Transgender people are at particular risk of violence and rape while incarcerated. A problem which the 2003 bill was designed to help prevent, but Perry says the regulations which are mandated for implementation by May 15th, are federal interference with state governance and are too costly.
The AP is reporting In his letter, Perry cited a portion of the law that bars cross-gender searches and seeing inmates without clothing, saying that because 40 percent of prison guards in male units are women and complying with the law may mean the loss of job and promotion opportunities.”
The state also will not raise the age — from 17 to 18 — at which it treats inmates as adults, Perry wrote. The rules, he added, do not allow for “differences among the states.”
States that do not comply could lose federal grant dollars. Three grants that totaled $23.9 million last year could be subjected to partial cuts, Perry spokeswoman Lucy Nashed said, adding that Texas has not been told how much money could be at stake.
County jails and local lockups can take measures to comply with the federal rules. Some already are, including the Harris County Jail, which revamped policies regarding the housing of gay, lesbian, bisexual and transgender inmates.
Do transgender prisoners have a right to be housed in a facility consistent with their gender identity?
Transsexual people who have not had genital surgery are generally classified according to their birth sex for purposes of prison housing, regardless of how long they may have lived as a member of the other gender, and regardless of how much other medical treatment they may have undergone — a situation which puts male-to-female transsexual women at great risk of sexual violence. Transsexual people who have had genital surgery are generally classified and housed according to their reassigned sex.
One mechanism that is sometimes used to protect transsexual women who are at risk of violence due to being housed in male prisons is to separate them from other prisoners. This is referred to as “administrative segregation.” On the positive side, placing a transgender or transsexual woman in administrative segregation may provide her with greater protection than being housed in the general population. On the negative side, however, administrative segregation also results in exclusion from recreation, educational and occupational opportunities, and associational rights.
Do transsexual prisoners have a right to obtain hormone therapy while in prison?
Some transsexual prisoners are able to maintain their hormone treatment in prison. The policy of the U.S. Bureau of Prisons is to provide hormones at the level that was maintained prior to incarceration. Specifically, the policy provides:
“It is the policy of the Bureau of Prisons to maintain the transsexual inmate at the level of change existing upon admission to the Bureau. Should responsible medical staff determine that either progressive or regressive treatment changes are indicated, these changes must be approved by the [Bureau of Prisons] Medical Director prior to implementation. The use of hormones to maintain secondary sexual characteristics may be continued at approximately the same levels as prior to incarceration, but such use must be approved by the Medical Director.”

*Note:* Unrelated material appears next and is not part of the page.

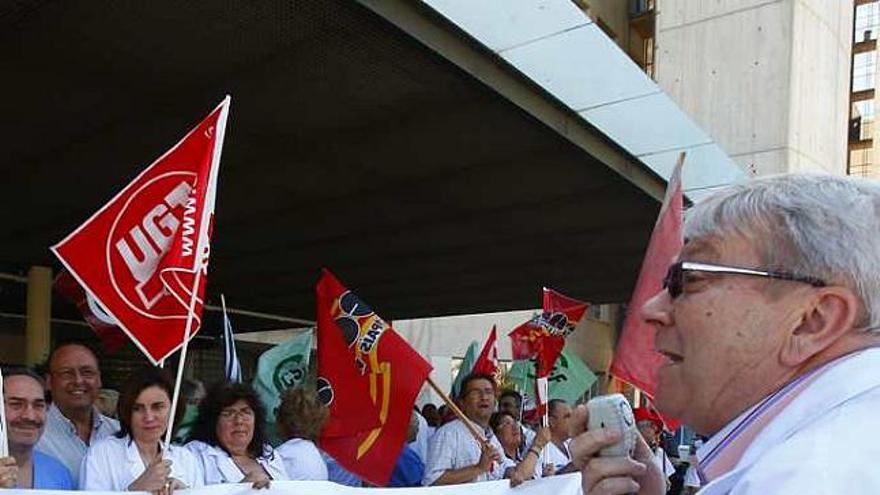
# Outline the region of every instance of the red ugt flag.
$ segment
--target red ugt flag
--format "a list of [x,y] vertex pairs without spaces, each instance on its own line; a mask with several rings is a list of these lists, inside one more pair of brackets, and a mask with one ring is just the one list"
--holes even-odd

Even if the prison does provide hormones, however, there is no guarantee that they will be provided at the appropriate levels and with the necessary physical and psychological support services. In addition, it is often difficult for transsexual prisoners to document a prior prescription for hormones, either because of the practical difficulties and limitations imposed by incarceration, or because many transsexual prisoners are indigent and do not have private physicians willing to advocate for them. Moreover, even when transsexual prisoners are able to provide sufficient documentation, prison officials may disregard or flout the policy.
The issue of whether a transsexual person is entitled to hormone therapy while in prison has been litigated extensively, based on the established constitutional principle that it is a violation of the 8th Amendment prohibition on cruel and unusual punishment for prison officials to exhibit “deliberate indifference” to a prisoner’s “serious medical needs.” Until the last several years, in almost every case, courts have ruled in favor of prison officials. More recently, however, prisoners have had more success.